The All Blacks will make the journey to Paris from their World Cup base in Lyon by train - not plane - for their opening match against France.
In a deliberate effort to reduce the event's carbon footprint, World Rugby is on a mission to create a more sustainable sport, but there's a big blemish on their scorecard and Greenpeace haven't just called it out - they're shouting about it.
Players are heading for the capital - the fans are too, but the team on the ground are still frantically setting the stage. Smoko breaks are now working ones on site at the monster fanzone slowly emerging, as time ticks down to kick off.
"We have three days more of work," said Paris Deputy Mayor Pierre Rabadan.
There are some looming deadlines that tournament organisers can’t brush off so easily. Greenpeace has accused World Rugby of being sustainability sellouts, with an ad attacking the tournament for accepting sponsorship from a French oil giant.

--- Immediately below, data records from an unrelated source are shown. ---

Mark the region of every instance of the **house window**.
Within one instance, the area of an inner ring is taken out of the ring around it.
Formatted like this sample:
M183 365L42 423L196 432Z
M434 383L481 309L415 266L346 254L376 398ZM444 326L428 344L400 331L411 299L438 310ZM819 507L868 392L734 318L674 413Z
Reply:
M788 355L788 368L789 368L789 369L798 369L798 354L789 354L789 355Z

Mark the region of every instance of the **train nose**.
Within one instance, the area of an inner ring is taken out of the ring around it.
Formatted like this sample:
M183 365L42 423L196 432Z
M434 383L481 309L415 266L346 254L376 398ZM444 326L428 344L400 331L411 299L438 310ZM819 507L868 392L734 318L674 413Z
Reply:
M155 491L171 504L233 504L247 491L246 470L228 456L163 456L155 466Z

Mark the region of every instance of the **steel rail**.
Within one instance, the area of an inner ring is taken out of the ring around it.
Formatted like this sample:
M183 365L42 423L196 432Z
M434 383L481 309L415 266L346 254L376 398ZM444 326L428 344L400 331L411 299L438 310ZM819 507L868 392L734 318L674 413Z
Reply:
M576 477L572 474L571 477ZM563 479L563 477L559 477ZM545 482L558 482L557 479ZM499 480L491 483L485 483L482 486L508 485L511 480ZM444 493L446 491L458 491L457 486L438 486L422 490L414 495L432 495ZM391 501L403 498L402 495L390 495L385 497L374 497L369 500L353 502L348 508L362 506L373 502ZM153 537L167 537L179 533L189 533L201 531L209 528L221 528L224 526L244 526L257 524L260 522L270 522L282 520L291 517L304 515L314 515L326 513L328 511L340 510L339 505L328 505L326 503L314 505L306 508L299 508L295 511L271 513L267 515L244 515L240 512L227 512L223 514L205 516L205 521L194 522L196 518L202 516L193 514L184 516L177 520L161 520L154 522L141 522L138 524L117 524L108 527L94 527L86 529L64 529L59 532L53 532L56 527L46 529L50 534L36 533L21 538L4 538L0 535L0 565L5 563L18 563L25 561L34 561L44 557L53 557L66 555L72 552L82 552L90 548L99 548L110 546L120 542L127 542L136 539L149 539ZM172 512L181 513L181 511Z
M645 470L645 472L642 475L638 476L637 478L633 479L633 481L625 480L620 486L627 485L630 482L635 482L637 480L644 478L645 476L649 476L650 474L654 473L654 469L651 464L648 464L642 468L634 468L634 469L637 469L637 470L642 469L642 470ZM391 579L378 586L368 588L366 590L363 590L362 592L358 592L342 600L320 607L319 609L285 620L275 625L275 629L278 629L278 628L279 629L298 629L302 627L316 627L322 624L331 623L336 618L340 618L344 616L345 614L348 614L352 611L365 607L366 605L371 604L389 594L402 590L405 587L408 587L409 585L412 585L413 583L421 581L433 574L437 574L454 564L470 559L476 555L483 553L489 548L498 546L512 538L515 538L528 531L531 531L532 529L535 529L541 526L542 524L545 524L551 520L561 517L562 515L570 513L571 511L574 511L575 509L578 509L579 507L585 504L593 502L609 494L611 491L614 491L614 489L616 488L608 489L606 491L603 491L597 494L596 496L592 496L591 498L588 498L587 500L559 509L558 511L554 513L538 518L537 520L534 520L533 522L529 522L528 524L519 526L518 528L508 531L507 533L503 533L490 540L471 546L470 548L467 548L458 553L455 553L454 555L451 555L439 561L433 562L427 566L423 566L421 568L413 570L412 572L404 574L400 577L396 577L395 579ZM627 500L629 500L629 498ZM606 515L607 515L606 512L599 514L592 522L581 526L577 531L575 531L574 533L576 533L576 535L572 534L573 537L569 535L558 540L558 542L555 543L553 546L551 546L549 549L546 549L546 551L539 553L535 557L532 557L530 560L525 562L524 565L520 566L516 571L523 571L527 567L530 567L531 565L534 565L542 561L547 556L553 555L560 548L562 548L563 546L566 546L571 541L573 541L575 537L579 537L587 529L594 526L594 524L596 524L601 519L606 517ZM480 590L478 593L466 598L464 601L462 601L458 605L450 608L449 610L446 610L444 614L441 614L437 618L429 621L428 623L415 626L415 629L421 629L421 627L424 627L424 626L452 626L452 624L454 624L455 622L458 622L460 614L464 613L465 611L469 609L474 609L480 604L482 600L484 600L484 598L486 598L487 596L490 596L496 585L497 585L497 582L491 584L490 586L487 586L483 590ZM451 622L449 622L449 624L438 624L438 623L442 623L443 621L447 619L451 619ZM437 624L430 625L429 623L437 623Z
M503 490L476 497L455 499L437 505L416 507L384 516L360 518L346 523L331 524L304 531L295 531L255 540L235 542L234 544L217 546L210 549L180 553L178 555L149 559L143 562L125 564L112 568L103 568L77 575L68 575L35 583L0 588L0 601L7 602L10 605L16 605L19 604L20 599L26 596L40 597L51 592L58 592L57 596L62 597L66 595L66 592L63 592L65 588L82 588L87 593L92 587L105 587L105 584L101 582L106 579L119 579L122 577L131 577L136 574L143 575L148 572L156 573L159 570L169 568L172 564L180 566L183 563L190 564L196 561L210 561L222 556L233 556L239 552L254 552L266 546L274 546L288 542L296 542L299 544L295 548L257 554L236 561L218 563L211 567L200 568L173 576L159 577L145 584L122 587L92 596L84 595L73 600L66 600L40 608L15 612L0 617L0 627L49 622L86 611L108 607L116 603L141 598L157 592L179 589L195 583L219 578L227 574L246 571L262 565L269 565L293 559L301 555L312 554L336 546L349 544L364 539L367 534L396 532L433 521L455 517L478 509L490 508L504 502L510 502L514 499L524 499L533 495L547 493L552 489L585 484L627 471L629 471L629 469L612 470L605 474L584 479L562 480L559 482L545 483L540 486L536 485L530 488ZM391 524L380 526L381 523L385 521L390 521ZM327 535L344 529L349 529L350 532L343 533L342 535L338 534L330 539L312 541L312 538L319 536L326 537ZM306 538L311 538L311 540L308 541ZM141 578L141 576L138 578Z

The sport has been increasingly concerned by climate change. At the start of Japan's World Cup in 2019, a typhoon caused match cancellations for the first time ever and France is currently sweltering in a recordbreaking heatwave.
"You can feel it actually," said Rabadan. "Its really hot, climate is changing."
World Rugby doesn’t want events like these to add to the problem, so it has set the ambitious target of ensuring the Rugby World Cup is climate positive by 2030.
This year, they're tackling transport.
"More than 80 percent of the team movements being high-speed rail and therefore hugely reduced air travel, which will always be a huge impact, has been really important," said World Rugby chief executive Alan Gilpin.
Pre-tournament estimates put the carbon footprint 10 times lower than FIFA’s 2022 World Cup in Qatar, so that is hugely encouraging already.
The British royal family - namely Prince William - chose not to fly to Australia to attend the women’s football final, featuring England, last month, due to the carbon footprint. He and the Princess of Wales will both be in Paris for the rugby.
Obviously, the trip from London is much shorter, but this has now raised further criticism that he will make a pool game for the rugby men and not a historic women's football final.
Meanwhile, venues will also sell locally sourced food, limit single-use plastic and use advanced waste management systems, including at the famous Place de le Concord, where 40,000 people are expected.
"We're just waiting for everyone, especially New Zealand supporters coming," said Rabadan.
The square is steeped in history - a place where royals were excuted in the 1700s, now playing host to the biggest party in town.
Rabadan used to play No.8 for the French rugby team, but now he’s in charge of the city’s sports events.
What plans are in place for celebrations, when the All Blacks win the World Cup?
"I don't know," he laughed. "We really don’t imagine that case."
Surely he has?
"Yes, for sure I have imagined it," admitted Rabadan.
Whether backing All Black or Le Bleu, this World Cup’s legacy will be green.